Long division is the pencil-and-paper algorithm for dividing one number (the dividend) by another (the divisor) when mental math or a basic calculator is not enough. The process estimates how many times the divisor fits into leading digits of the dividend, subtracts, brings down the next digit, and repeats until no digits remain. The final answer has two parts: the quotient (how many whole times the divisor fits) and the remainder (what is left over, smaller than the divisor).

Example: 162 ÷ 7. Seven fits into 16 two times (2 × 7 = 14). Subtract to get remainder 2, bring down 2 to make 22. Seven fits into 22 three times (3 × 7 = 21). Subtract to get remainder 1. Quotient = 23, remainder = 1, written as 23 R1. You can also express the result as a mixed number 23 1/7 or a decimal 23.142857… by continuing the algorithm past the decimal point. This calculator shows the classic stacked format so students can compare their handwritten work line by line.

Another classic case: 100 ÷ 3. Three fits into 10 three times with remainder 1. Bring down 0 (append a zero after exhausting integer digits) to get 10 again — the remainder cycle repeats, producing the repeating decimal 33.3̄. Quotient = 33, remainder = 1. Integer division truncates toward zero; floor division would differ for negative inputs. Understanding remainder versus decimal form matters in modular arithmetic, clock arithmetic, and cryptography where only remainders are stored.

The division algorithm rests on the identity dividend = divisor × quotient + remainder, with 0 ≤ remainder < |divisor|. Verify any result by multiplying back: 7 × 23 + 1 = 162. For divisors that do not evenly divide, decimal expansion continues by appending zeros to the remainder and repeating the subtract-multiply cycle.

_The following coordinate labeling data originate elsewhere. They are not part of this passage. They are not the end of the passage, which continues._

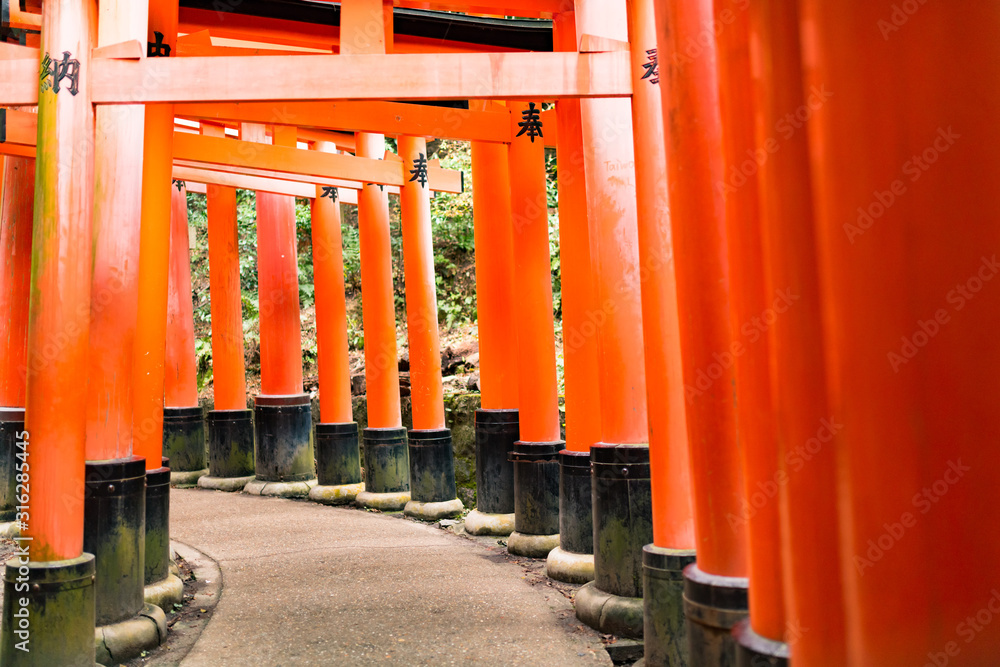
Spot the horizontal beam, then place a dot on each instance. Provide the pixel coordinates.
(391, 118)
(428, 76)
(536, 76)
(191, 175)
(247, 154)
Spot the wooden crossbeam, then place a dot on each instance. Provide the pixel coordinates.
(259, 160)
(192, 175)
(534, 76)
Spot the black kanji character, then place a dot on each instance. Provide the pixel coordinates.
(532, 123)
(58, 70)
(652, 67)
(157, 49)
(419, 170)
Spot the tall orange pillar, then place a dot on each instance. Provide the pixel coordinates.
(282, 412)
(17, 196)
(497, 419)
(689, 87)
(763, 634)
(57, 589)
(151, 314)
(433, 494)
(804, 423)
(906, 229)
(115, 505)
(536, 468)
(154, 245)
(338, 458)
(364, 29)
(620, 463)
(183, 419)
(672, 548)
(573, 559)
(229, 422)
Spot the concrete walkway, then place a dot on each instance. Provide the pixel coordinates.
(305, 584)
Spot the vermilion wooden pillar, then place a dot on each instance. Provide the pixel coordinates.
(62, 621)
(621, 461)
(689, 87)
(17, 194)
(338, 458)
(804, 423)
(751, 299)
(536, 475)
(363, 29)
(672, 549)
(16, 211)
(114, 520)
(573, 559)
(497, 420)
(432, 462)
(154, 245)
(183, 420)
(284, 440)
(230, 422)
(906, 227)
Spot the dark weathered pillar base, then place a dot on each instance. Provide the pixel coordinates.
(11, 424)
(59, 626)
(284, 462)
(433, 494)
(230, 450)
(610, 614)
(338, 464)
(157, 551)
(573, 560)
(184, 444)
(496, 433)
(387, 470)
(122, 641)
(536, 498)
(569, 566)
(712, 606)
(752, 650)
(114, 530)
(664, 627)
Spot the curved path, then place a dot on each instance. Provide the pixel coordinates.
(305, 584)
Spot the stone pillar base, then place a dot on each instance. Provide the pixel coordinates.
(434, 511)
(610, 614)
(385, 502)
(752, 650)
(186, 479)
(259, 487)
(483, 523)
(229, 484)
(165, 593)
(531, 546)
(713, 604)
(119, 642)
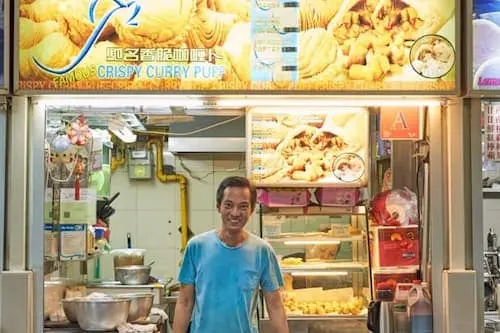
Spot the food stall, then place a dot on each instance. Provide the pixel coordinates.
(227, 55)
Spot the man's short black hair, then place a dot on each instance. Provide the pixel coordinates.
(236, 181)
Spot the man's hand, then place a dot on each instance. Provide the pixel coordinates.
(184, 309)
(276, 311)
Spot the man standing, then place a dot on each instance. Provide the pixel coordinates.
(223, 269)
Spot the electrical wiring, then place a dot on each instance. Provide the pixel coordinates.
(196, 131)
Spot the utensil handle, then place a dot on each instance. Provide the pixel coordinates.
(113, 198)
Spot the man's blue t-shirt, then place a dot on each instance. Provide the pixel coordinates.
(226, 281)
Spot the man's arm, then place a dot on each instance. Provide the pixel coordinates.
(184, 309)
(276, 311)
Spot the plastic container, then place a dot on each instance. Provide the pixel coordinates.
(420, 310)
(337, 197)
(400, 308)
(400, 318)
(284, 198)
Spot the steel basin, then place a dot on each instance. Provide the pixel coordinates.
(133, 275)
(140, 305)
(103, 314)
(70, 309)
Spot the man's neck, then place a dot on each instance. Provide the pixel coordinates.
(232, 239)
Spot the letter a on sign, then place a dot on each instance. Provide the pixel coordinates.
(401, 123)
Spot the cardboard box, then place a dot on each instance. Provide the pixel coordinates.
(396, 246)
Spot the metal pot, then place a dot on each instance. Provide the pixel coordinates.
(69, 307)
(102, 314)
(133, 275)
(140, 305)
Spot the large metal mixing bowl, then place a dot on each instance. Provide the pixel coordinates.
(102, 314)
(133, 275)
(140, 305)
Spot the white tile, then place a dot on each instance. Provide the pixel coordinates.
(201, 221)
(128, 191)
(158, 229)
(253, 225)
(201, 194)
(229, 162)
(123, 222)
(194, 162)
(165, 263)
(155, 195)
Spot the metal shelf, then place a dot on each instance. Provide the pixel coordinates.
(312, 239)
(325, 267)
(315, 210)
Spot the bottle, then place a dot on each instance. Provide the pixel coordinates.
(412, 295)
(386, 320)
(491, 239)
(420, 310)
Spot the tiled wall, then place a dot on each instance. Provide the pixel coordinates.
(149, 210)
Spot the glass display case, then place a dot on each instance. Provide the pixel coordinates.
(324, 259)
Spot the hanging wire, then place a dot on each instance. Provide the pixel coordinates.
(196, 131)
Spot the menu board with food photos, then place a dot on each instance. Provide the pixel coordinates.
(237, 45)
(313, 147)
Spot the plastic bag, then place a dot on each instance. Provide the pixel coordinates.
(397, 207)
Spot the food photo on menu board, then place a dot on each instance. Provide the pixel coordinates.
(486, 49)
(290, 147)
(231, 45)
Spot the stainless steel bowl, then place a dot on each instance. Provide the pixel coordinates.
(140, 305)
(102, 314)
(133, 275)
(69, 307)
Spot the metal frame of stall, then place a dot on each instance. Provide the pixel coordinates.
(25, 233)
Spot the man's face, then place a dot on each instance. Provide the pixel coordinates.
(235, 208)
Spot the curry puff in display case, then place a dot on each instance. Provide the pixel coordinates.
(313, 147)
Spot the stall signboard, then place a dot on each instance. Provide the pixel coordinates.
(316, 147)
(236, 45)
(486, 49)
(492, 133)
(401, 123)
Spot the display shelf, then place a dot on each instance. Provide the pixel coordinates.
(324, 267)
(395, 269)
(326, 317)
(312, 240)
(315, 210)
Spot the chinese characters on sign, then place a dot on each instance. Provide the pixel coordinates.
(236, 45)
(492, 133)
(117, 54)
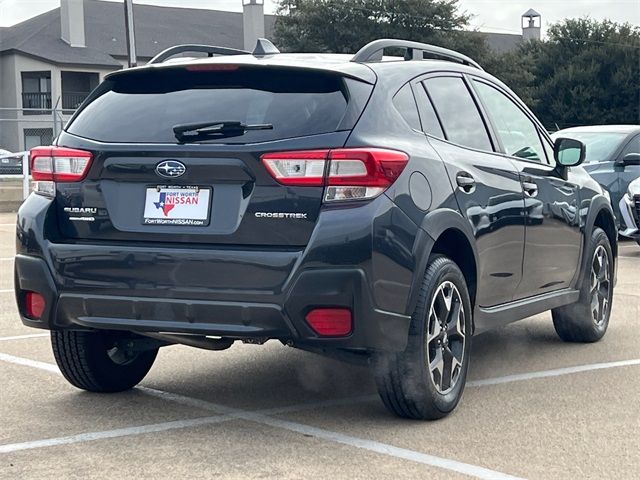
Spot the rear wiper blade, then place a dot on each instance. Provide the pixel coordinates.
(193, 131)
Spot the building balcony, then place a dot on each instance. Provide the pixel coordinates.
(36, 100)
(72, 100)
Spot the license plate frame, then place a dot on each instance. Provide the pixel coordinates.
(180, 198)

Terminating decimals occur only when the divisor's prime factors (after simplifying with the dividend) are limited to 2 and 5; otherwise the decimal repeats or eventually cycles.

Connect long division to the fraction calculator when expressing remainders as proper fractions, the GCF calculator when simplifying divisors before dividing, and the basic calculator for quick decimal checks. In algebra, polynomial long division mirrors this digit-by-digit structure. In number theory, the remainder is the result of the modulo operation used in hash functions and checksums.

Enter dividend and divisor as integers or decimals. The tool scales fractional inputs to integers internally for exact quotient and remainder, then displays a decimal approximation when the division is not exact. Use paper-format output to learn the algorithm, remainder form for discrete problems, and decimal form for measurements. Division by zero is undefined and is rejected with a clear message.

Practice problems often mix formats: word problems asking how many 7-inch ribbons fit into 162 inches yield the same computation as symbolic 162 ÷ 7. Checking your work by multiplying quotient and divisor, then adding remainder, catches transcription errors before they propagate through multi-step homework. When remainders must be expressed as fractions, divide the remainder by the divisor and simplify — here 1/7 is already in lowest terms, which you can confirm with the GCF calculator.